L'album "Birth of the Cool" , en deux sessions fut enregistré en 1949 et 1950. La formation: un nonette (9 musiciens, dont Miles davis, Gerry Mulligan, Bill Barber, John Lewis, Lee Konitz et Kenny Clarke). Les arrangements sont de Gil Evans. L'album fut un échec commercial, bien qu'il ait inspiré des générations de musiciens par la suite, y compris le style "acidjazz" des groupes comme Portishead ou Massive Attack, mais aussi Björk ou Jamiroquai.

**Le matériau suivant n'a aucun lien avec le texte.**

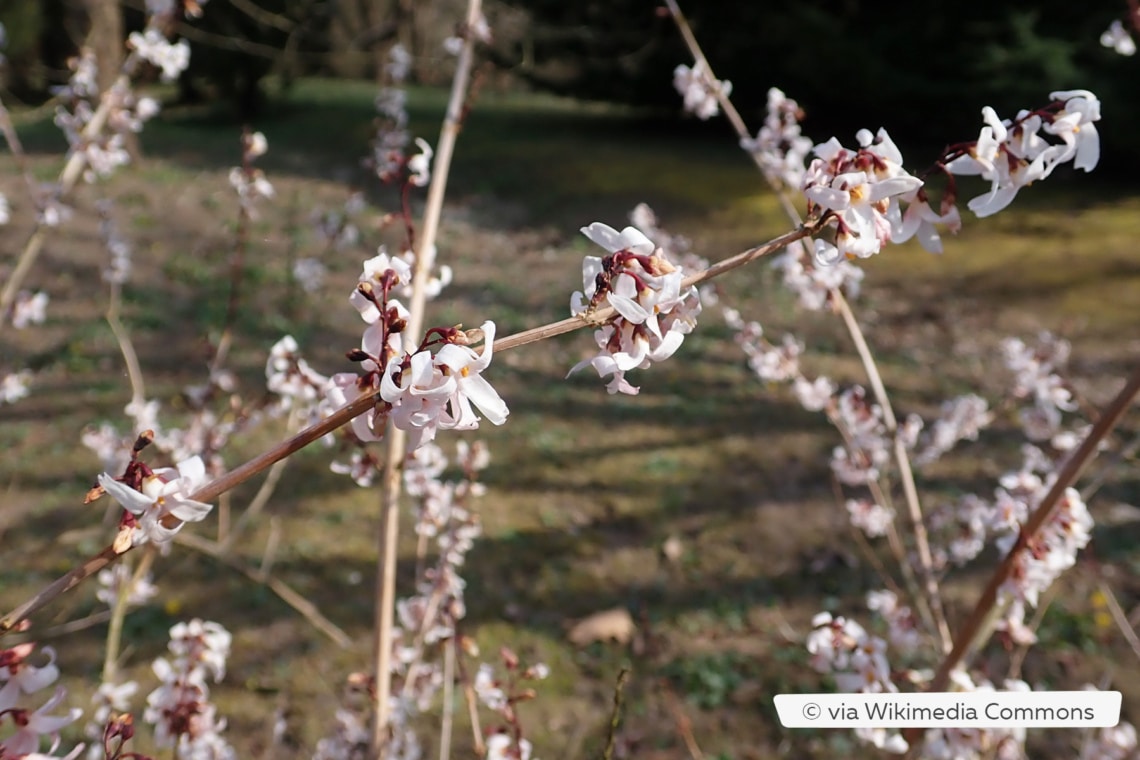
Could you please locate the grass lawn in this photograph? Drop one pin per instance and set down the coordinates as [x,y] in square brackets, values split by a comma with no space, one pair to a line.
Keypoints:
[585,489]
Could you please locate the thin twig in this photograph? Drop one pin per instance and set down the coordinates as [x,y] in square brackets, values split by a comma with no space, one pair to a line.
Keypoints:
[616,714]
[972,632]
[76,162]
[119,614]
[291,597]
[934,601]
[1039,615]
[396,449]
[469,695]
[600,316]
[447,720]
[683,724]
[1120,618]
[905,474]
[350,410]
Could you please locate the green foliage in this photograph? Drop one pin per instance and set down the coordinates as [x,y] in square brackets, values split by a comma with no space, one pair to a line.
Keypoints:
[922,71]
[708,680]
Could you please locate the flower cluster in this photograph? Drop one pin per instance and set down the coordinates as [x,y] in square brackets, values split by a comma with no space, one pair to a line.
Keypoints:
[677,248]
[29,309]
[251,182]
[505,741]
[1035,376]
[1047,555]
[153,47]
[1118,39]
[780,147]
[479,31]
[962,418]
[179,709]
[963,743]
[420,391]
[156,503]
[654,310]
[388,158]
[18,679]
[857,661]
[1014,154]
[699,89]
[299,387]
[813,284]
[104,152]
[860,190]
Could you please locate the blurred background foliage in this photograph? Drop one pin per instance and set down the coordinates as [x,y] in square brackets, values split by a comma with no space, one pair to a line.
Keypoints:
[921,71]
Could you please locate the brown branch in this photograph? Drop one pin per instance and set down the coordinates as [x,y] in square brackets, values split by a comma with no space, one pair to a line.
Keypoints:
[343,415]
[972,629]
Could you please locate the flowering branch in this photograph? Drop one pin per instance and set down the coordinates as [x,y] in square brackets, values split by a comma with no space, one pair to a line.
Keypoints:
[397,440]
[70,174]
[357,407]
[974,632]
[906,476]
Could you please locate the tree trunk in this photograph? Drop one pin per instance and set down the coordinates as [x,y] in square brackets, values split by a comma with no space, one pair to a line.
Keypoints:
[105,37]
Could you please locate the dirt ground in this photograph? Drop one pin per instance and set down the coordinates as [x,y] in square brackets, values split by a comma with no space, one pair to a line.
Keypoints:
[586,491]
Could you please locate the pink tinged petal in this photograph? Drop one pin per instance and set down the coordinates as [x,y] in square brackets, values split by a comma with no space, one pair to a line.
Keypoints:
[9,695]
[967,166]
[629,238]
[669,345]
[189,511]
[829,149]
[825,253]
[828,197]
[367,309]
[894,186]
[485,397]
[990,116]
[928,238]
[32,679]
[628,308]
[1088,148]
[591,268]
[619,384]
[129,498]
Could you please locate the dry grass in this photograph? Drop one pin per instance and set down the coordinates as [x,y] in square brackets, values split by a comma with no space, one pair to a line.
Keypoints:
[585,488]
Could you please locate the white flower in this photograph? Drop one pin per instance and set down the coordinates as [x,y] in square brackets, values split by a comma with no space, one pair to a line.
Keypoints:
[25,742]
[466,367]
[699,89]
[153,47]
[29,309]
[1118,39]
[645,289]
[164,496]
[420,164]
[258,145]
[860,189]
[487,688]
[14,386]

Cet album marque un tournant essentiel dans l'histoire du Jazz. Miles davis, lors de son voyage en Europe à Paris a découvert l'existentialisme, il en résulte une méfiance et une remise en question de l'expression jusque là plutôt extravertie des sentiments. Miles davis va rechercher un nouveau son. Il voudrait réconcilier le raffinement du Big Band et la tranparence des petites formations. L'orchestration sera donc légère (trombone, tuba, cors, saxophones). Cela donnera naissance à une musique calme, cristalline mais non privée d'énergie, simplement elle est plus abstraite, plus intellectuelle, plus "froide". Les solos mettent en valeur le son global de la formation plutôt que l'interprète soliste. La notion de temps (carrures, tempo) aussi est changée. Cela se voit particulièrement sur 2 compositions: "Jeru" et "Godchild". La carrure habituelle de 4 temps du jazz disparaît, le nombre impair de temps ou de mesures introduit une asymétrie dans la forme, il y a donc une fusion de l'arrangement et de l'improvisation, comme je l'ai dit. Jusque là on n'avait pas trop touché au cadre des morceaux, sauf peut-être Ellington qui associait ses standards à de grandes formes classiques comme le concerto, la symphonie, etc).